We always enjoy [The History Guy] Video, though not much about many of their technologies. However, when he covers technical issues, he does it well, and the recent video is a great example of how ham radio operators assisted in deep freeze operations. You can watch the video below.
Background is the International Geophysical Year (IGY) where many countries have collaborated to learn more about the Earth. In particular, from 1957 to 1958 there was a pressure to learn more about the last undiscovered angle of our planet: Antarctica. Several permanent bases on today’s ice continent began during IGY.
It is difficult for modern listeners to grasp the state of personal communication in 1957. There were no cell phones, and if you’re thinking of a satellite, don’t forget that Sputnik didn’t launch until the end of 1957, so it wasn’t going to happen.
Operation Deep Freeze consisted of ten U.S. Navy ships carrying scientists, planes and CBS (a slang term for members of the Naval Construction Battalion) – over a period of about 1,800 IGY. Of course, the Navy had radio power, but the Navy didn’t like that you just call home to chat. Not to mention, more than 100 people were left for each winter and the Navy ships went home. That’s where the ham radio operators came from.
Hams will do what he calls a phone patch for people in Antarctica. Some send radiograms to and from the families of ham crews. A teenager named Jules was specifically dedicated to connecting with Antarctica. We can’t verify this, but one commenter said Jules was so helpful in connecting his father to his fiance in Antarctica that when his parents got married, Jules was their best man.

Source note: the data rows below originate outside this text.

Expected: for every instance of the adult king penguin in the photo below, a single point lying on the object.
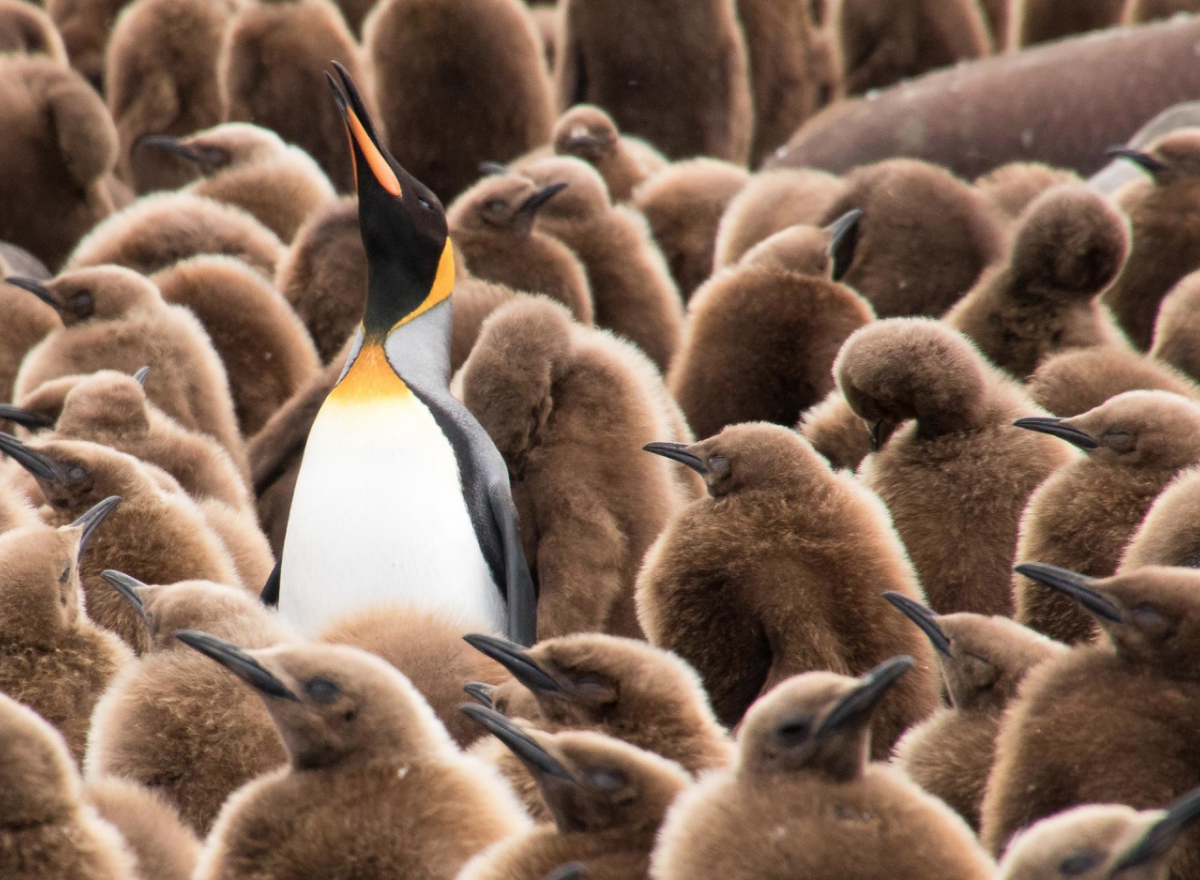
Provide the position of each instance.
(401, 497)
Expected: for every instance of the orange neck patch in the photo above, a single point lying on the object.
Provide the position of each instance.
(370, 378)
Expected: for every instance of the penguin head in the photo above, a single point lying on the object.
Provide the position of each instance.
(591, 783)
(1152, 430)
(409, 257)
(816, 722)
(333, 705)
(983, 659)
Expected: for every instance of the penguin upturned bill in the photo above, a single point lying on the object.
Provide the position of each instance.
(401, 496)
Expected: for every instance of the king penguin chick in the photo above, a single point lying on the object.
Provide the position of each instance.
(802, 798)
(761, 581)
(161, 229)
(633, 292)
(163, 848)
(948, 465)
(762, 335)
(924, 239)
(117, 319)
(1125, 702)
(983, 662)
(492, 226)
(174, 723)
(484, 59)
(47, 828)
(265, 349)
(391, 452)
(684, 205)
(366, 753)
(159, 534)
(161, 81)
(273, 60)
(250, 167)
(52, 657)
(607, 801)
(587, 132)
(1165, 234)
(678, 78)
(1084, 515)
(570, 409)
(59, 149)
(1068, 246)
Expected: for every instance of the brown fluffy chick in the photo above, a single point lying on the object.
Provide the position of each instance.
(606, 798)
(161, 229)
(1067, 247)
(924, 239)
(323, 275)
(252, 168)
(271, 70)
(1167, 536)
(1097, 842)
(1071, 383)
(161, 79)
(762, 335)
(624, 161)
(163, 848)
(1165, 234)
(763, 579)
(157, 534)
(59, 148)
(366, 753)
(492, 227)
(771, 202)
(1125, 704)
(1083, 516)
(171, 720)
(684, 205)
(429, 648)
(983, 662)
(112, 408)
(47, 828)
(52, 657)
(802, 798)
(949, 467)
(570, 409)
(265, 349)
(633, 292)
(117, 319)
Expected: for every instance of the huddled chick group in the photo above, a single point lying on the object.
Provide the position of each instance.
(859, 490)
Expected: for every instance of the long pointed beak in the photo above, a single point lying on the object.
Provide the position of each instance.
(857, 706)
(1057, 427)
(365, 141)
(516, 660)
(1143, 160)
(678, 452)
(1161, 836)
(25, 418)
(238, 662)
(1079, 587)
(37, 288)
(129, 587)
(527, 749)
(924, 618)
(35, 462)
(91, 519)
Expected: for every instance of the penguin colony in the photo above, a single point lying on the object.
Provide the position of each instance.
(436, 443)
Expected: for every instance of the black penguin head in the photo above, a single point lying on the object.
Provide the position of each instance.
(403, 226)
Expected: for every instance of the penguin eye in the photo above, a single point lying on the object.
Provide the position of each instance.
(1078, 863)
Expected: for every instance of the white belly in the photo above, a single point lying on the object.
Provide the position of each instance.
(378, 518)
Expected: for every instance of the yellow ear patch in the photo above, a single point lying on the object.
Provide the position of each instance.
(379, 167)
(443, 283)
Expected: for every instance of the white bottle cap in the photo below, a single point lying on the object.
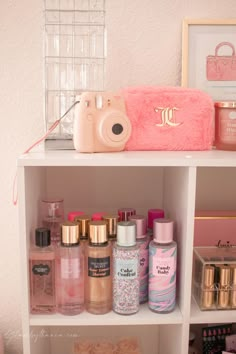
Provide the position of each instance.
(126, 233)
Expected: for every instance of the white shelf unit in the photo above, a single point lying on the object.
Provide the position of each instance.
(176, 181)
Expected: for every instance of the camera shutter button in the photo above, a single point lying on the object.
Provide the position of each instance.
(99, 102)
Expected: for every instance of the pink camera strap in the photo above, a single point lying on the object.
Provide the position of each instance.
(37, 142)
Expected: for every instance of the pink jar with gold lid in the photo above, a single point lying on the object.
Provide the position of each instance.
(225, 125)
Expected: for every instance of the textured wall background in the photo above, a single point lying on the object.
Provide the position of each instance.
(144, 47)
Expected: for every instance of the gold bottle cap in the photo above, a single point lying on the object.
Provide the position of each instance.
(233, 270)
(98, 232)
(224, 276)
(83, 221)
(111, 224)
(209, 272)
(69, 233)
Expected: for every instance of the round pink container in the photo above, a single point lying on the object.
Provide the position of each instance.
(225, 125)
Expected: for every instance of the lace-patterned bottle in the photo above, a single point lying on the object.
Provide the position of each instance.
(70, 271)
(126, 281)
(42, 274)
(162, 267)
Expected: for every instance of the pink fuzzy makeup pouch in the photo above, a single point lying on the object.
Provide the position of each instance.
(169, 118)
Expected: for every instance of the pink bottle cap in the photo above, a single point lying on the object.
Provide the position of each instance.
(72, 214)
(1, 345)
(125, 213)
(163, 230)
(141, 225)
(154, 214)
(98, 216)
(126, 233)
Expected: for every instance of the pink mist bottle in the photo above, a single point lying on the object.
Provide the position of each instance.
(125, 213)
(142, 240)
(70, 271)
(152, 215)
(98, 272)
(126, 281)
(42, 274)
(98, 215)
(162, 267)
(73, 214)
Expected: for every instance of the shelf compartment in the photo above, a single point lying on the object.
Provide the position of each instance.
(130, 158)
(143, 317)
(221, 316)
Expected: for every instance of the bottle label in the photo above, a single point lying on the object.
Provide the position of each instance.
(41, 269)
(126, 268)
(163, 267)
(70, 268)
(162, 278)
(99, 267)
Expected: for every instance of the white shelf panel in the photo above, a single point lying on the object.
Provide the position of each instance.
(143, 317)
(211, 158)
(198, 316)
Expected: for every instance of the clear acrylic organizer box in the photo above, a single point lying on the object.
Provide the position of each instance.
(75, 47)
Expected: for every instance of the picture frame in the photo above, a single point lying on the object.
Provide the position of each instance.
(209, 56)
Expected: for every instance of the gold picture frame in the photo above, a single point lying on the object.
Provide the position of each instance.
(208, 53)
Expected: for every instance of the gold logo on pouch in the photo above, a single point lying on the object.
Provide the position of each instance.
(167, 116)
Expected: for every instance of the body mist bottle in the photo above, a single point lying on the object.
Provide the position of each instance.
(42, 274)
(52, 215)
(142, 240)
(98, 278)
(126, 280)
(70, 271)
(162, 267)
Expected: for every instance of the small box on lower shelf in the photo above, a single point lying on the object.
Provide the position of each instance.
(214, 278)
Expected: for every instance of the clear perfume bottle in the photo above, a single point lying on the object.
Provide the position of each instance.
(111, 221)
(142, 239)
(98, 278)
(70, 271)
(162, 267)
(126, 281)
(52, 215)
(42, 274)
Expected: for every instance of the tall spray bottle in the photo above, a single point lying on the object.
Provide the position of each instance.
(162, 267)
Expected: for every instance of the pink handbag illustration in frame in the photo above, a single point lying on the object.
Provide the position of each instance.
(221, 67)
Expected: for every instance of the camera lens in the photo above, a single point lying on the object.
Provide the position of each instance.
(117, 129)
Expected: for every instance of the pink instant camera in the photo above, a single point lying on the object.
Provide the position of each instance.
(144, 118)
(101, 123)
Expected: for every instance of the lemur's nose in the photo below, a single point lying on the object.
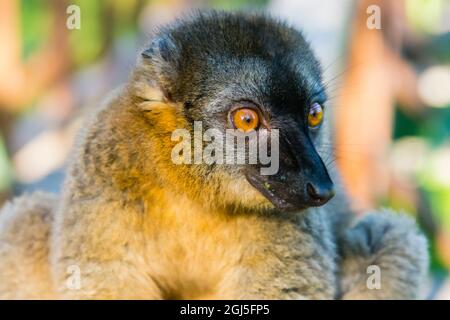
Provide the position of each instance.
(319, 194)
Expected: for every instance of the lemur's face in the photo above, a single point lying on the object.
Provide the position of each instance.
(255, 75)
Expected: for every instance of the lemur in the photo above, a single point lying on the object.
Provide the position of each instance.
(132, 224)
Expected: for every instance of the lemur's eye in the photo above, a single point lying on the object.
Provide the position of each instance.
(245, 119)
(315, 115)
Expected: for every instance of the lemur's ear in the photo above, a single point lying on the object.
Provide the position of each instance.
(163, 58)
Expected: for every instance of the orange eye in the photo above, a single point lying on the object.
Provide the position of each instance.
(315, 115)
(246, 119)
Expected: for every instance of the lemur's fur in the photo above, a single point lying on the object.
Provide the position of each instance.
(136, 225)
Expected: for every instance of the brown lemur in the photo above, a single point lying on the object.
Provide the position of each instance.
(131, 223)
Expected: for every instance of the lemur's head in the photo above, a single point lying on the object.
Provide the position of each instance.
(236, 71)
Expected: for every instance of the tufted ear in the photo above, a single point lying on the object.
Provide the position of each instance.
(163, 58)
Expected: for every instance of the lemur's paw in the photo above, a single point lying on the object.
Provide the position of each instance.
(386, 233)
(393, 243)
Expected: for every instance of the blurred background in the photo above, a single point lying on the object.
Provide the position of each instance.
(386, 67)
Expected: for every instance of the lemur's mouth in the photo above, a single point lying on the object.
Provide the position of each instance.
(278, 195)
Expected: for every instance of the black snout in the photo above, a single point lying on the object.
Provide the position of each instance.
(302, 180)
(319, 194)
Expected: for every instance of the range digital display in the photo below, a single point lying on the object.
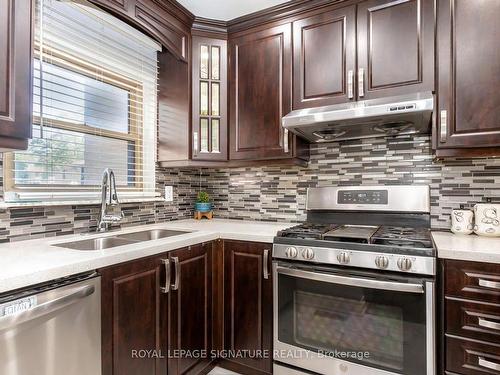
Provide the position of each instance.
(362, 197)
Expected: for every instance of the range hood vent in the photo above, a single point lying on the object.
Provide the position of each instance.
(408, 114)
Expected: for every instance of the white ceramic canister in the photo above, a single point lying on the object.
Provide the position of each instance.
(462, 221)
(487, 217)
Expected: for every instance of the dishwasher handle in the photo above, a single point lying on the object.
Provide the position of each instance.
(45, 308)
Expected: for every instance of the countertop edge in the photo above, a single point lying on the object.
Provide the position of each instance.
(471, 247)
(31, 277)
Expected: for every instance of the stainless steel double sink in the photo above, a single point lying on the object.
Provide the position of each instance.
(102, 243)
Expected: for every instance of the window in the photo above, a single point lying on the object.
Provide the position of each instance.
(94, 106)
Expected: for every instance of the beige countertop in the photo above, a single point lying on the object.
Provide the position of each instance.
(31, 262)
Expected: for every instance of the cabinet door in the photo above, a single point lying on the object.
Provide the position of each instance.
(190, 308)
(131, 318)
(324, 58)
(395, 47)
(260, 93)
(468, 73)
(15, 73)
(248, 303)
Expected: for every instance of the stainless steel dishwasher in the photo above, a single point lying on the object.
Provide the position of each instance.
(52, 328)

Jules and his brother dedicated themselves to keeping the morale pipeline from New Jersey to the frozen stations. In his memoirs he has illustrated many of the written accounts from the winter people at the early base. Apparently, many men even traveled to New Jersey later to see Jules. What happened to him? Watch the video to the end and you will know.
Although being ham today does not give such excitement, hams still contribute to science. Want to get to work? [Dan Maloney] You can tell how to get started cheaply.